昼はひとりなので、届いていた『未来』と『シェルタリング・スカイ』を持って久しぶりにドトールに行った。『未来』は古書現世のセドローくんこと向井さんの「開店まで 早稲田古書店街外史」を毎号楽しみにしている。今回は金峯堂書店。店の隣が火事になって、放水しなければならなくなったところ、胸がつぶれそうになって読んだ。
ポール・ボウルズの『シェルタリングスカイ』は、ベルトリッチの映画を先に観ているのだけど、2、3年前には掃いて捨てるほど、は大袈裟にしても、必ず一冊は店にあるような本だったのに、原作を読みたくなって気付くと全然見かけなくなり、やっと入ってきたので読んでいる。
余談ですが、『ポール・ボウルズの告白』という亡くなる直前のボウルズのインタヴューフィルムが面白いので、DVDを店に置くことにしました。

夜は、宮地とD坂シネマ館へ。
これは、谷根千さんの谷中芸工展参加企画。
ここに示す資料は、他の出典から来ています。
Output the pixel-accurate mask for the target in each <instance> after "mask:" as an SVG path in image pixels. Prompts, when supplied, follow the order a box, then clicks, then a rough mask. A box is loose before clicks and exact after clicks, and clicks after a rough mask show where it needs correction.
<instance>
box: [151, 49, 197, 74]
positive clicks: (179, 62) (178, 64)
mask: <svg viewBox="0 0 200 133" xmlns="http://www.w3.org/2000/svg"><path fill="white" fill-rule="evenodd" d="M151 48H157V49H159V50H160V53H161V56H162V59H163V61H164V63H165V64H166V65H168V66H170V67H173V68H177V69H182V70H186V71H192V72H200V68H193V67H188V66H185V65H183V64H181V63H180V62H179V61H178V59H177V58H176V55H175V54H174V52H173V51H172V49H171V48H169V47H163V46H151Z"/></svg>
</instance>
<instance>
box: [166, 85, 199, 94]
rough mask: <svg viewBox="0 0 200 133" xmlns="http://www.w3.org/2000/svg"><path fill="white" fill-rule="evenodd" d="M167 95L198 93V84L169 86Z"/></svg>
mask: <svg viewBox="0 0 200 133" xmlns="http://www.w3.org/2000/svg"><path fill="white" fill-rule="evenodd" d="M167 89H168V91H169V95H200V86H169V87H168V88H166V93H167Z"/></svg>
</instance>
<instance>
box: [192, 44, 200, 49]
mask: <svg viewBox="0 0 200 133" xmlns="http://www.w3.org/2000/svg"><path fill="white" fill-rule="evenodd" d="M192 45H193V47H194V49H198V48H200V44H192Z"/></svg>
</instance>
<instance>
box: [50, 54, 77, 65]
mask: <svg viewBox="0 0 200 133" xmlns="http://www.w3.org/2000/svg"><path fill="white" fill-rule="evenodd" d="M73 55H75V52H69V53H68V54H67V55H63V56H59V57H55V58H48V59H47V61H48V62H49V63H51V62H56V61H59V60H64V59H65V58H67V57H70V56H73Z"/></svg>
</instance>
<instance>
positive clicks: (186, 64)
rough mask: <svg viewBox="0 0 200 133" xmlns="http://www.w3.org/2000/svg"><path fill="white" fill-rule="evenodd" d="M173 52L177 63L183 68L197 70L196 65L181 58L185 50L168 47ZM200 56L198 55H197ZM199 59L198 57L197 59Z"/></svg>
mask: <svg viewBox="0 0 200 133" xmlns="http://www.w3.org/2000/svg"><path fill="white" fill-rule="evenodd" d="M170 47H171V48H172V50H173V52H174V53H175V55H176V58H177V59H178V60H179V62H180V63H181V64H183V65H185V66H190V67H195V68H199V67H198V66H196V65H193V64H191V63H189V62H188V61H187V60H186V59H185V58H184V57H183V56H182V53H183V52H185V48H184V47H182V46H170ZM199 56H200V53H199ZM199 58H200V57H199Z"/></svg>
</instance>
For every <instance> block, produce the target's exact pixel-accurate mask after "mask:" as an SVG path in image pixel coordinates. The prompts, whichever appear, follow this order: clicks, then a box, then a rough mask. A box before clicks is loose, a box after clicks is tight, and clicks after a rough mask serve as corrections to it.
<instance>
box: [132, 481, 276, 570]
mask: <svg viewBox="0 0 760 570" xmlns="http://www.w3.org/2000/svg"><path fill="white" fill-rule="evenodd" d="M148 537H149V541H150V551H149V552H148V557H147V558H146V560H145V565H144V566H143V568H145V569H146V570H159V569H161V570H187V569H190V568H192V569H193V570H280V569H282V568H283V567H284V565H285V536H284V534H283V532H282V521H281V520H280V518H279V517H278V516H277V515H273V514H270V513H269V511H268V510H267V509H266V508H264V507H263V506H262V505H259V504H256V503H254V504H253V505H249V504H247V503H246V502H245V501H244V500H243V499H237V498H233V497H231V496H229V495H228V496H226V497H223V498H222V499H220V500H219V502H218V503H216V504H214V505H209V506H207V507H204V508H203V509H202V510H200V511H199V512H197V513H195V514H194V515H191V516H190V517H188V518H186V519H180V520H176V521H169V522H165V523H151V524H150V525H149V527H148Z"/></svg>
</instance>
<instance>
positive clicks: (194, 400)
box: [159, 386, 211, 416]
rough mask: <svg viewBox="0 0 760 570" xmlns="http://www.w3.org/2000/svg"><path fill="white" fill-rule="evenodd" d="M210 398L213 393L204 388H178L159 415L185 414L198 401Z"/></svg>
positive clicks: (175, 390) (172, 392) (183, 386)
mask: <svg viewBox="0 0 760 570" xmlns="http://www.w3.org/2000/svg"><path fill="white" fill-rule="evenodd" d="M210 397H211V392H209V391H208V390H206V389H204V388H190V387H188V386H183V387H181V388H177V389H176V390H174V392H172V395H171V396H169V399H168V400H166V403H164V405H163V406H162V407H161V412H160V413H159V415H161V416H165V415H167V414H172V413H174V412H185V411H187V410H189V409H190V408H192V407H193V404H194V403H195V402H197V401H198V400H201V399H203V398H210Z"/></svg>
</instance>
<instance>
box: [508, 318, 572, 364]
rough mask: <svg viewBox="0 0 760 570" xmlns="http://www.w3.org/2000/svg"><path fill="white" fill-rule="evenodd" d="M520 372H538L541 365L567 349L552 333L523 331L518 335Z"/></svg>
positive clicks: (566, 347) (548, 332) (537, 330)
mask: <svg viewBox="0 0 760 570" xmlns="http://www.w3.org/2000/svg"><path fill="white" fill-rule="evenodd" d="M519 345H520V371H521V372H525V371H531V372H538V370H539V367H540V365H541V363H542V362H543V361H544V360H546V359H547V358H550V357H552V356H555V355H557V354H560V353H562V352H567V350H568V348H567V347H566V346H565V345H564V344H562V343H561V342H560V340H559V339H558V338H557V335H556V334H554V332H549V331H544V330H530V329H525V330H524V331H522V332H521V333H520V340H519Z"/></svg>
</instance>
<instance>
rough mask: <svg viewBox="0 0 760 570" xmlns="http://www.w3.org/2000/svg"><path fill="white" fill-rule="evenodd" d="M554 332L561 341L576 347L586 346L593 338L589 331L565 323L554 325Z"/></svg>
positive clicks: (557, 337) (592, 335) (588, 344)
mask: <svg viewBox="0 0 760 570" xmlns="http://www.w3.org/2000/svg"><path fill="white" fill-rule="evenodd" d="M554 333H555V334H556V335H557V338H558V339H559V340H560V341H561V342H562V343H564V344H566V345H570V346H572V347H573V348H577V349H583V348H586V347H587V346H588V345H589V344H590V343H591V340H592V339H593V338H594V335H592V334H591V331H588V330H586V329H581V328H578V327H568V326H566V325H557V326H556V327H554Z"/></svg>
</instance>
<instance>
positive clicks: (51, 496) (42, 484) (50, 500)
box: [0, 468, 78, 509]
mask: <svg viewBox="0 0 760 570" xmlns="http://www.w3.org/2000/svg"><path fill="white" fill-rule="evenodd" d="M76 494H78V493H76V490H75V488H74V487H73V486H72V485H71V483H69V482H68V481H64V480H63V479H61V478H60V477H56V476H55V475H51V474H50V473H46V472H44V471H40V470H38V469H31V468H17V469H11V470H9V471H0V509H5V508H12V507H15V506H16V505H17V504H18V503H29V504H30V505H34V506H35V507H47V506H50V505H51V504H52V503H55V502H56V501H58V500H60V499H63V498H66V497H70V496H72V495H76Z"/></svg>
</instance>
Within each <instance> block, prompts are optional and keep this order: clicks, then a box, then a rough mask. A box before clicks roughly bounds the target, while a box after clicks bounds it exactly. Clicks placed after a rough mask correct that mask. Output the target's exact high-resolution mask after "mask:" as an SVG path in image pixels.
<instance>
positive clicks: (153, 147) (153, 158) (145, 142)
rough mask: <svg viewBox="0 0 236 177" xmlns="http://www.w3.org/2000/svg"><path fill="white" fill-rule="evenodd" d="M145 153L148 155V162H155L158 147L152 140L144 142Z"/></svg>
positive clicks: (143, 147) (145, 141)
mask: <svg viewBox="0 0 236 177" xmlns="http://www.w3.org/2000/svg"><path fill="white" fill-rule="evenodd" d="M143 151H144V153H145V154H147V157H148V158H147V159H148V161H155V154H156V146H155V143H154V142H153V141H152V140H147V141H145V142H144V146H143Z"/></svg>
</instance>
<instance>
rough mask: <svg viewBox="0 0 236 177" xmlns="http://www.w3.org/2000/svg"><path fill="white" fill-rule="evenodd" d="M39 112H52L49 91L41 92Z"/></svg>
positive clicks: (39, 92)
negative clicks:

今日、5日、7日、11日の夜、谷根千工房が映画館に変身し、それぞれすべて違うプログラムが上映される贅沢な企画。
お腹が鳴るといけないと思いバナナ2本平らげてから出掛けたら、飲み物も、スナックも豊富に用意されていた。10円から300円までとお値段も良心的。腹ヘリで駆けつけても問題なし。
今日のプログラムは、団子坂上にお住まいだった熊沢半蔵さんのアニメーション、池之端七軒町パチリ会撮影の「わたくし達の街」(53年)、本郷通り沿いの床屋さんがお父さんから聴いた昔の町並みを絵図にしそれをもとにした「絵図に偲ぶ江戸のくらし」(77年)、「谷中の住まいと生活」(80年)。それと、11日に上映予定の「20年後の東京」(47年)。
熊沢さんのアニメーションは、ちょっととぼけたような絵が、時に郷愁を誘い、時にナンセンスなおとぎ話になっていて、いくつ観ても飽きることがない。
古い町並の映像は、私たちは越してきてまだ10年に満たないが、それでもふだん暮らしている町の昔の風景は興味深く、どれもとてもおもしろかった。
特にタイトルからは想像できないほどおもしろかったのは、「20年後の東京」。冒頭の映像は戦後二年目の焼け野原、そして「今こそがチャンスです」という衝撃的なナレーションで始まる。これは東京都の都市計画の部署(正式な名称は忘れてしまいましたが)が制作したもので、西洋コンプレックスの裏返し、突抜けてしまったポジティブさで「民主主義の友愛あふれる町づくり」を目指した東京都の、今なら不適切な表現炸裂、お上の本音が気持ちよいほど無邪気に語られた、笑わずにはおれない衝撃作だった。
やはり近所に映画館があるっていうのはいいもんだなぁと、ご満悦で帰路についた。